Herzog, a Lee University student athlete, continues to lead worship music and hopes to work with producers in L.A. and Nashville. He also might throw together a gig band in Northwest Florida this summer.
Herzog spoke about his experience to Niceville High School’s leadership classes this past weekend. He also stopped by to see the Opus One chorus group.
“I got to speak a little to them and sing with them, which was really cool,” Herzog said. “I miss my Opus days.”
On ’The Voice’
Herzog bonded with Breman during their weeks spent rehearsing. The two still Facetime and text.
“I was honored to share the stage with him because he is an incredible musician, singer-songwriter and person overall,” Herzog said. “I had a lot of moments where I did not have the confidence going into the battle that I could win. He spoke a lot of life into me about how gifted I truly was and how he was just as intimidated by my voice as I was by his.”
Coaches Gwen Stefani and Kelly Clarkson raved about Breman’s stage presence, but also complimented Herzog’s technique.
“Your opening verse was so pretty,” Stefani said. “You’re way down there and you’re still in control of it.”

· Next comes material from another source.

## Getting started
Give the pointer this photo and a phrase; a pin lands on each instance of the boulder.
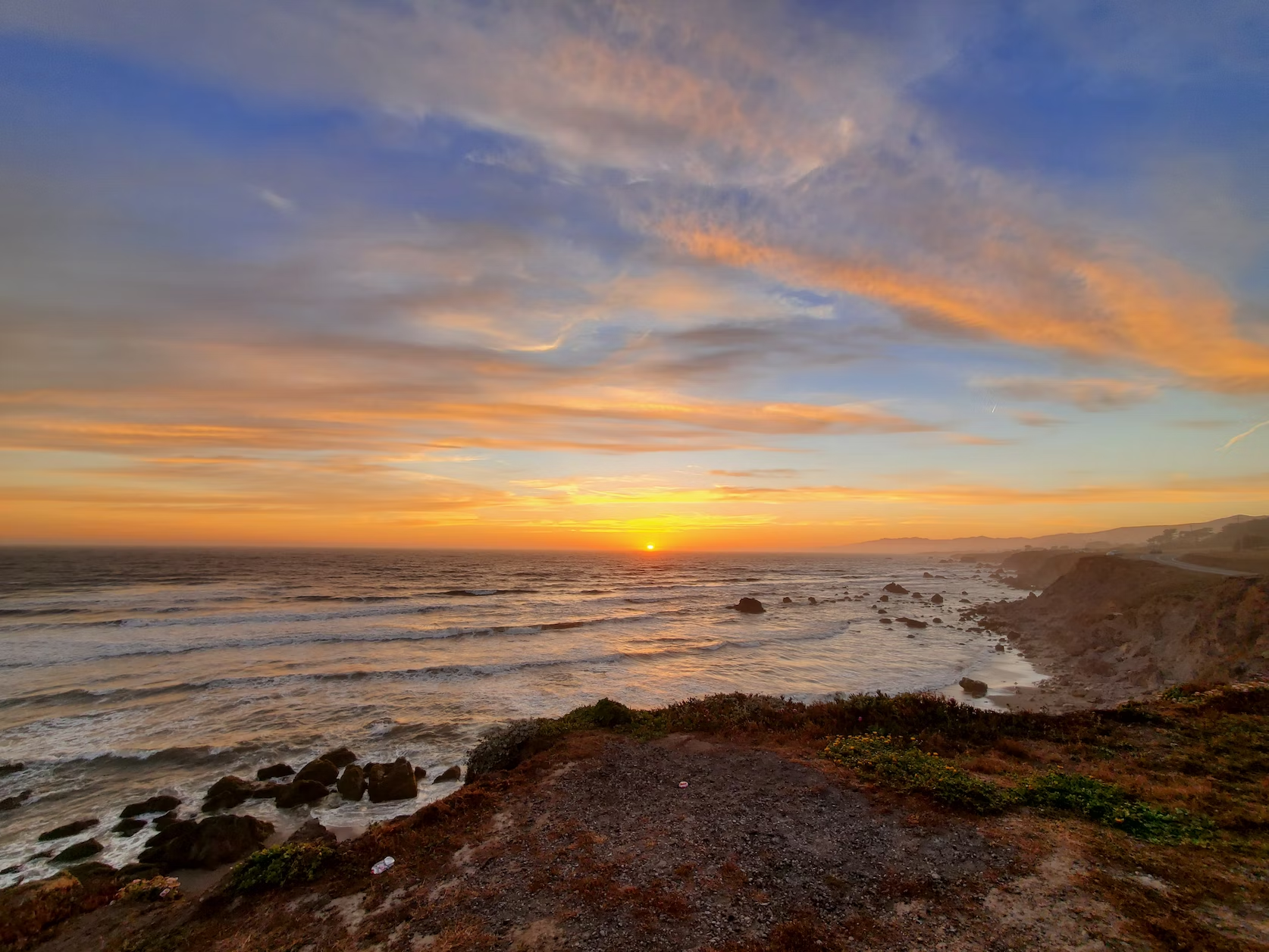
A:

“Jared, she’s right,” Clarkson said. “You have this range — pretty amazing. The thing you have on Will is anytime you hit a big note, it’s projected to Mars.”
Herzog and Breman were both rooting for each other. Legend said both vocalists “stepped up,” but chose Breman as the winner.

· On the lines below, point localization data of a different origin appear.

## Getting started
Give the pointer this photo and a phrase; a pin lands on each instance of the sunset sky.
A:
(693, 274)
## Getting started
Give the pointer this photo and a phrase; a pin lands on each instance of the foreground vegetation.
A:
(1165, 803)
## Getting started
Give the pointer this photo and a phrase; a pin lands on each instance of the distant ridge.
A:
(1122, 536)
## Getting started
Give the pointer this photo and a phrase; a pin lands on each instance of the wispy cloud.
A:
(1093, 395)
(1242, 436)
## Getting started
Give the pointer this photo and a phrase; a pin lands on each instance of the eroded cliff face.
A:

“The first thing (Breman) did was he turned to me and apologized,” Herzog said. “He said, ‘I’m so sorry,’ I said, ‘Will, this is your moment, dude. Don’t worry about it.’”

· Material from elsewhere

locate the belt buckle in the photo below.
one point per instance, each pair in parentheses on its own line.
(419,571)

Judges noted how well they performed together. Herzog thinks their paths might cross again.
“At the end of the day, he’s like a brother to me. He’s one of my best friends,” Herzog said. “If I see Will Breman again, people can expect that we’re gonna make some music together, because I think we have something very special … I’ve been encouraging everybody to cheer him on. If he could’ve had it his way — both of us — the goal was to make each other sound so good that both of us got through.”
Some social media commentators wondered why the coaches didn’t use a save to keep Herzog in the competition. Because his battle was on Day 2 of the Battle Rounds, the coaches had no steals or saves left to use.
Herzog learned a lot from his coach. Legend is a down to earth guy, he said.
“He hugs like I was his dang brother,” Herzog said. “That meant the world to me. He was very warm and sincere. He thinks a lot about what he’s going to say, and he thinks a lot before he acts. That’s kind of who John Legend is. It was an honor to learn and gain some wisdom in how graceful he is.”
Legend and Usher, who was a guest coach, emphasized singing with emotion.
“The purpose of creating music is to make people feel what you’re putting across,” Herzog said. “Their big focus was we need to sing this in a way that we mean it, as if we wrote the song, as if it was our life story.”
After losing, Herzog kept a smile on his face. His feelings hit him on the quiet flight home — nothing a phone call to his mother, Suzanne Herzog, couldn’t fix. His family and girlfriend, Cree Kilpatrick, are his biggest supporters.
“It always helps to talk to your mama after a tough time,” Herzog said. “I’m a realist in a sense, but I also feel like it’s the saddest thing in the world when people have a dream or a promise over their lives and they don’t do everything in their power to work toward it. I’m going to do what I can to work toward it.”